自從上學期的學期末,我便不再騎我那台八百元買來的二手腳踏車。我始終走路,必要時,便花五元騎著ubike。走路時,我能以緩慢的速度,看著路旁的植物,有時也看向天空,或者偷偷地看著走過的人們。我有一段時間,沈浸在騎腳踏車的身體感裡,我喜愛踩下踏板時的踏實、騎著上坡路的專注,與那時內心不自覺描繪出的下坡圖景。那感受或許很像是登山的過程,一位全人的老師曾跟我說,他喜愛登山時的感受,因為你知道當你緊貼著岩壁,你只能一路往上爬,不能夠回頭。那是勇氣的來源,登上山頂的時候,體內的滿足感甚至令人淌下眼淚。


登山、長途的騎車、緩慢而持續的行走(宛若穿著紅色袈裟的李康生),我在這樣的經驗中發覺同樣的事物:放下喧囂塵上的質疑,全神貫注地凝視裸露的山壁、前途的公路景色、周遭飄落的樹葉。太多時候,我們質疑所有的事物,卻因此失去了生活的能力、忽略了潛藏在生活中的詩意。我喜愛你寫下的片段思緒,真實總是呈現零散的面貌,人總需要有某些時刻,成為迷失在熟悉城市中的陌生人。

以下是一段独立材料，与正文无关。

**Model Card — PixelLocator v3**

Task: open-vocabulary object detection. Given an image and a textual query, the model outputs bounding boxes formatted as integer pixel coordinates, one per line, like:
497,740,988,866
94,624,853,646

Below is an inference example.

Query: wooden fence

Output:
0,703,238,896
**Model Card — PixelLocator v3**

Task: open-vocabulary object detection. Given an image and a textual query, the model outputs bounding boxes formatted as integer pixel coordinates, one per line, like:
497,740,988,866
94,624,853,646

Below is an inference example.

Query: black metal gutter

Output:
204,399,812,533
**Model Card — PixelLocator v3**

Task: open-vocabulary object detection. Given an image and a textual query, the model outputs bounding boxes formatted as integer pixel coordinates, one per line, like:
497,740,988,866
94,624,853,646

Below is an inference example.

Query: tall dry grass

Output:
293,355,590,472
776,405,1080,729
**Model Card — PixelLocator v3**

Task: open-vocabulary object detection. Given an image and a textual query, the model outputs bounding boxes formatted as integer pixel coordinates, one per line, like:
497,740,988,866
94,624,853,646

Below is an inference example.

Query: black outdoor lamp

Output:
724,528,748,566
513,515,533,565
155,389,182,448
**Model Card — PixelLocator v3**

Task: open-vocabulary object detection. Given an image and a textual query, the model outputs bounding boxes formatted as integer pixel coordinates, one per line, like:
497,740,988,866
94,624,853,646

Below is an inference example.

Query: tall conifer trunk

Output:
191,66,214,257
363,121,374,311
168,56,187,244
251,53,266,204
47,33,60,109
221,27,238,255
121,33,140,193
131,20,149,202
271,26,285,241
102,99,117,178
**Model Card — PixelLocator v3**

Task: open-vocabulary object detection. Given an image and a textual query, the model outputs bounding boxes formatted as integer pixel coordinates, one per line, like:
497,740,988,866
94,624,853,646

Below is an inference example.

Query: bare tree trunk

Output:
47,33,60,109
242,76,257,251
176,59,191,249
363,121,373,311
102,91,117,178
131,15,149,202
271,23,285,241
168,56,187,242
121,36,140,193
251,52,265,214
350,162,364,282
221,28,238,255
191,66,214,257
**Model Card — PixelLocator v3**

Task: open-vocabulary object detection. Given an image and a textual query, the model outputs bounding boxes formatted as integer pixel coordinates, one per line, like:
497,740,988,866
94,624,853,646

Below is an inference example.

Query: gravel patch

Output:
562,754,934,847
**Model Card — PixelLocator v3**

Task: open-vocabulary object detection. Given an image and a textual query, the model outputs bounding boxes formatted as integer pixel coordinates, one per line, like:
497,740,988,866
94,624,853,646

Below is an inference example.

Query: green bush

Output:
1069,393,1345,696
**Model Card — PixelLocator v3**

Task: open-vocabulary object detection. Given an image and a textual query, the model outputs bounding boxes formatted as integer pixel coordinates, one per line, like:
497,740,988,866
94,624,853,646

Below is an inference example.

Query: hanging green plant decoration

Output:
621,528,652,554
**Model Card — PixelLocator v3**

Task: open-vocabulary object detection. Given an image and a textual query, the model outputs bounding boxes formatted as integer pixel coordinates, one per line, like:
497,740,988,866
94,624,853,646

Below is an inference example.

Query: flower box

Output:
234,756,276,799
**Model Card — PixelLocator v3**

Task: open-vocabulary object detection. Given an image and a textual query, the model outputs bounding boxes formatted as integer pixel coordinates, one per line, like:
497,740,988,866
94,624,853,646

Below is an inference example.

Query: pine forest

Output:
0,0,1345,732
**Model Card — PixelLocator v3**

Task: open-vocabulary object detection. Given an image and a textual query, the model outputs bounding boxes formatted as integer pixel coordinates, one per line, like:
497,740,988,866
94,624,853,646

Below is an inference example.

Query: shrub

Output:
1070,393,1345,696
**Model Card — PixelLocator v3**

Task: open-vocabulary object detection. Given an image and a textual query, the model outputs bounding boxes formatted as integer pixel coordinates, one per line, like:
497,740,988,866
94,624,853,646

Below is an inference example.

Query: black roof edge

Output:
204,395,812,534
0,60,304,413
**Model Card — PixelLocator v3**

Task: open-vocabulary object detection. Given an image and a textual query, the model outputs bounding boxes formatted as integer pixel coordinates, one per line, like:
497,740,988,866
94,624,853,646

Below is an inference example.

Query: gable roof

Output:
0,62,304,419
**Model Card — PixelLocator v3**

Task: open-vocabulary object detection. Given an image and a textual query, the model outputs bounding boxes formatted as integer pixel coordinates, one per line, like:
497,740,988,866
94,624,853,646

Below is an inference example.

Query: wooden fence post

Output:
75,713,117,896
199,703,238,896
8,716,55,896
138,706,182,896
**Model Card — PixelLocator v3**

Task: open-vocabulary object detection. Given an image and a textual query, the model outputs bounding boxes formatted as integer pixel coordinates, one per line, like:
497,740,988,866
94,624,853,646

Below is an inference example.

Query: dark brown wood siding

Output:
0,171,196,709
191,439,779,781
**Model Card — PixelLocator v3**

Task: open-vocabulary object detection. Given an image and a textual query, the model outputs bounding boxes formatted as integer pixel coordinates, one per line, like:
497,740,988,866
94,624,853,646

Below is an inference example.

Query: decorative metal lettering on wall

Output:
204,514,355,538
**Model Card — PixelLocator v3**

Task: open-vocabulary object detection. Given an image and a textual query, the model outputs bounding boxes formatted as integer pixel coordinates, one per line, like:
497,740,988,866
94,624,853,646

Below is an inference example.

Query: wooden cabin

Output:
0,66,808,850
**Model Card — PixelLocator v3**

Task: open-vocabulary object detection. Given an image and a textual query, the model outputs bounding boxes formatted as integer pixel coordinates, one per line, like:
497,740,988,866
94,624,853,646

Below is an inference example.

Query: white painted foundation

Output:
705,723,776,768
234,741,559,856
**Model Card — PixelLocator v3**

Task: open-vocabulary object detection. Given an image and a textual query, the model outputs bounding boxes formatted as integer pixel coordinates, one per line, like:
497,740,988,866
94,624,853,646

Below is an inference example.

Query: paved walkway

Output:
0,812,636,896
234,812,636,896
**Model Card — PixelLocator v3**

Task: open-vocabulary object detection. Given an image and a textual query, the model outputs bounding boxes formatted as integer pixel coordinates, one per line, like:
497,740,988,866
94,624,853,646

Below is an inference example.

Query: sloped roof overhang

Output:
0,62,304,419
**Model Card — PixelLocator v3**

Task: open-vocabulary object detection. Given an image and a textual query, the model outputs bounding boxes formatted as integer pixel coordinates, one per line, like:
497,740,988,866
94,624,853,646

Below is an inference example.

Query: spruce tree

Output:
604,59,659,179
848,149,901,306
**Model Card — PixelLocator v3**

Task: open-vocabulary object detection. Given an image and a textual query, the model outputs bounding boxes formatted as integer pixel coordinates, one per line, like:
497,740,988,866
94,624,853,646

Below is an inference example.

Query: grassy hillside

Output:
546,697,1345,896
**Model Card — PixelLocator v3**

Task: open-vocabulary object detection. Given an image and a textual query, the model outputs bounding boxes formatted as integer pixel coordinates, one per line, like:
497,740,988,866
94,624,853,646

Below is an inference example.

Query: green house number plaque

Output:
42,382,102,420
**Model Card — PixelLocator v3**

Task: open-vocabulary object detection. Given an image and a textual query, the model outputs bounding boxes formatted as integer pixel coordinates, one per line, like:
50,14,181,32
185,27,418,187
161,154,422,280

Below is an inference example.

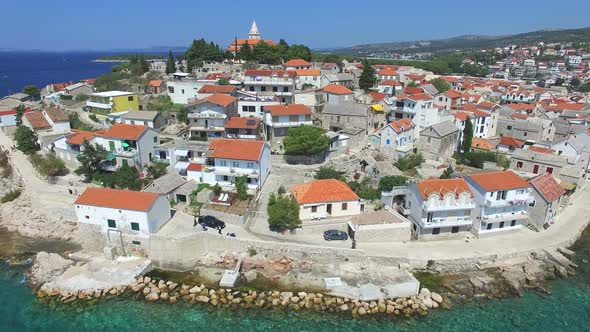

昨天,我終於進了電影院看《新天堂樂園》修復版的上映。我記得裡頭突然降下的大雨,男孩在雨中,好似因此能夠放鬆地活著。在眾人躲避雨珠的同時,佇立在雨裡,自我無限寬廣。我有時渴望在雨中毫無束縛的自由,勝過乾涸而緊閉的嘴唇。有時,我則渴望看著在陽光下跳著舞步的樹影,勝過尋回一把丟失數日的雨傘。


關於轉學,恐懼是必然的。你比我勇敢,我在高中時也渴望轉學,然而,我始終不曾對家裡提過。如果能夠的話,那就轉學吧,我太晚才認識到另一種活在世界上的方式,你可以更早在那樣的方式裡頭,溫柔地凝視自己。我今日便會幫你聯絡其中一位老師,有消息我會再聯絡你。


願你一切安好。



苡珊


2016年4月19日 星期二

隨筆與雜記:記憶:一再吹起的風聲

最近幾日,進入電影院內看電影時,我總是因為聽見一首熟習的音樂,而近乎欣慰地迎來一陣的鼻酸。那是《新天堂樂園(Cinema Paradiso)》25週年的修復版預告,比起我所有的生命長度,還要久遠的電影,而我直到十七歲時才與它相遇。


至今,我聽著Ennio Morricone所作的曲目,內心飄落積聚許久的陳舊塵埃,我藉由音樂與影像望向了我的過往,那是個漫長的冬日,我穿著材質粗糙的制服上衣,下身勢必是換上了體育長褲,在台中二中附近的一個藝術空間,以抱膝的姿勢、躺坐在沙發上的姿勢、端著一百元炒飯的姿勢⋯⋯我著實是忘記了——抬頭望向投影機的光線投往的方向。暗室裡,我看見投影機發散出去的光束,在光束裡,有細微的塵埃正緩慢地漂浮,好像投影出的電影影響有了引力,將無從抗拒的塵埃吸引至電影的無邊世界裡。


我並沒有將這部電影看完,那時的我依舊被返家的時刻追趕,將這個藝術空間通往公車站牌、公車站牌通往台中火車站、台中火車站通往豐原太平洋百貨的各個距離,當作是我屏息、感受深沈心跳的操場,每每望向分針前進的刻度,在跑步時聽風的聲音。風將方才觀看的電影內容,直直地壓在我的心頭上,我忘不了那位男孩述說的故事:在第九十九天,愛慕著女孩,並終於能夠在那天聽見女孩答覆的男孩,卻頭也不回地離開了。


那時的我,又何嘗不是如此呢?為了渴求的事物,捱過了許多歲月,在置身其中時片刻吐露那樣的話語:「等我熬過來了,我一定要去做那樣的事。」⋯⋯。我處在被壓制的不自由之中,回想起來,卻是最為光亮的時光,因為那樣的痛苦透過對壓制對象的反抗,得以抒發與自證我的存在,當我真正好似脫離了壓制的時刻,向我湧上的,名為自由浪頭幾乎將我淹沒,我不必再反抗了,但我的存在也因此飄若殘燭。


我勢必也頭也不回地背向了某些我所嚮往的事物,那樣的抗拒來自於恐懼:恐懼希望的一切終究並不美好、恐懼自己終將被拒絕、恐懼「這就是我當初渴望的未來嗎?」⋯⋯於是我寧願將時光的雕刻,停滯在看見真相之前的時刻,那是最美、也最虛幻的、未完成的塑像。


「終將會熬過去的。」我對過去的自己說。現在的我懂得無望的希望,懂得沒有希望、亦沒有絕望地活著,因此能踏實地去做我應該做的事,平靜而黯淡地感受生命中的喜悅與哀愁、詩意與沈默的回聲,並以緩慢的字句,寫下我的生命、我的時代。



我從未完整地看完《新天堂樂園》,我仍記得那天夜晚,我在房間的被窩裡,無聲地哭著看完了《海上鋼琴師》,並被他宛若完人般的存在深深顫動。他在限制中得到了自由,他是個很少的人,卻比我們都富足⋯⋯。今天是《新天堂樂園》修復版上映的第一天,我因為課程的緣故,無法在今日前去觀影,我渴望擁有一個平淡而寧靜的早晨或下午,單獨去看這部電影——只帶我自己、一支筆、一本日記。